Two weeks ago the International Panel on Climate Change released its latest report on global warming, and, as predicted, the news isn’t good. The entire report is available online at www.ipcc.ch , but basically the scientists are predicting rougher storms, unpredictable weather, rising sea levels, increased drought and desertification, substantial loss of polar and glacial ice, and all the fun stuff you’d expect when you crank up the global thermostat.
The good news is that the answer to global warming is not as far away as you might imagine, and could one day allow us to do away with fossil fuels almost entirely.
It won’t be hydrogen — too difficult and expensive to produce, too challenging to safely store.
It won’t be biofuels — farming is too fossil fuel dependent for this option to ever make economic sense other than as an agricultural subsidy, and it could never realistically do more than reduce fuel consumption by five to 10 per cent.
It won’t be natural gas or propane, both limited resources and greenhouse gas producers.
In fact it’s not going to be any kind of combustible liquid, gas or solid.
The only reason we use fossil fuels to begin with is that it’s relatively easy to unleash the stored energy inside — a controlled flame to heat our water and air, or a series of explosions inside our engine blocks.
Those days of fossil fuel dependency are numbered. In about five years, if Discover Magazine is correct, the first ultracapacitor batteries will likely become available for consumer use.
The problem with conventional batteries is that they’re not very good at storing energy — even the best Lithium Ion and Nickel-Metal hydride batteries available today are relatively inefficient. It takes hours of charging to get a few hours of performance, and energy is lost in the recharging process and by the fact that battery capacity diminishes over time.

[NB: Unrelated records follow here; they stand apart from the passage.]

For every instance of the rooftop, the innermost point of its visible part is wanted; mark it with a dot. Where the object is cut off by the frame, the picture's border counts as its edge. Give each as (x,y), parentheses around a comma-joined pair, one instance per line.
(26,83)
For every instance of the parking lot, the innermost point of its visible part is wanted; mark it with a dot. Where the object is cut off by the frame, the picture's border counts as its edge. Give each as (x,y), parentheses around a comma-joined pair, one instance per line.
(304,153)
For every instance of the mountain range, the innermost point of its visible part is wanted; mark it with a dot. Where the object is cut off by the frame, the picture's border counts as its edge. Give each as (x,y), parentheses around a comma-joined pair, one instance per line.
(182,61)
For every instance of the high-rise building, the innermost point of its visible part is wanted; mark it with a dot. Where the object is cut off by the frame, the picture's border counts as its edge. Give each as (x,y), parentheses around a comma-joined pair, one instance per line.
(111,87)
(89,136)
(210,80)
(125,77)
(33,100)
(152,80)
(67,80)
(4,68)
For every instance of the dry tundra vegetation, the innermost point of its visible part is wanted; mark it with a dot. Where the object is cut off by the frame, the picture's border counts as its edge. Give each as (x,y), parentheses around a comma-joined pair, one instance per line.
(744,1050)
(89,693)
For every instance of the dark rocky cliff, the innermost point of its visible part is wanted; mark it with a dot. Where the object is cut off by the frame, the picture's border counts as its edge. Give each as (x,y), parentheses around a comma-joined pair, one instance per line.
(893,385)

Enter a group of scientists at MIT led by Joel Schindall, who developed an ultracapacitor last year that uses carbon nanotubes to store electrons. These ultracapacitors can be recharged almost instantly, and can conceivably hold about 20 times as much energy as a conventional battery. You’d be able to charge a laptop in under a minute, and your cell phone in seconds. After a few more years of research and development, you just might be able to charge the batteries of your electric car in about 10 minutes.
And if you think the idea of electric cars sounds lame, you’ve obviously never heard of Tesla Motors ( www.teslamotors.com ), which has produced a line of stylish, high performance electric cars that can go from zero to 80 km/h in about four seconds. A charge lasts for about four hours or 250 miles, and a recharge will cost about one cent per mile — the equivalent of 135 miles per gallon of fuel.